Out of 1156 drugs with defined MoA human targets and available activity values, 822 are categorized as OFP/OFM/ONP, as described in Table 7. The activity values for these targets (expressed as − log[ACT/M], further denoted as pACT) are the highest for ONP with a mean of 8.30 and decrease to 7.62 for OFP and to 7.42 for OFM drugs. This indicates that more recently approved drugs tend to have increased potency (Table 7). Moreover, ONP drugs tend to show different pharmacokinetic properties as encoded by the Biopharmaceutics Drug Disposition Classification System (BDDCS) parameter. BDDCS classifies drugs into four categories according to water solubility and extent of metabolism, EoM: Class 1—high solubility and high EoM; Class 2—low solubility and high EoM; Class 3—high solubility and low EoM; and Class 4—low solubility and low EoM, respectively [15, 64]. BDDCS properties are also driven by the subcellular localization of the biomolecular drug targets [65].
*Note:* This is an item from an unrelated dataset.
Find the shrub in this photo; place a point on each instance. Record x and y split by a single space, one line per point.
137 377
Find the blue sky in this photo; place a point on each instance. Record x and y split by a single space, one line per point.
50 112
DrugCentral BDDCS annotations were updated with data from Bocci et al. [15], with 342 novel BDDCS-drug annotations and 82 updates. Out of a total of 1391 drugs with BDDCS, 715 have MoA targets. Of these, 81% are classified as BDDCS 1 and 2. OFP and OFM drugs are predominantly BDDCS 1 (45 and 52%, respectively), i.e., high solubility, whereas 56% of ONP drugs are BDDCS class 2, i.e., low solubility and extensive metabolism (Fig. 11). Since water solubility data is captured in DrugCentral we further investigated its influence on target bioactivity.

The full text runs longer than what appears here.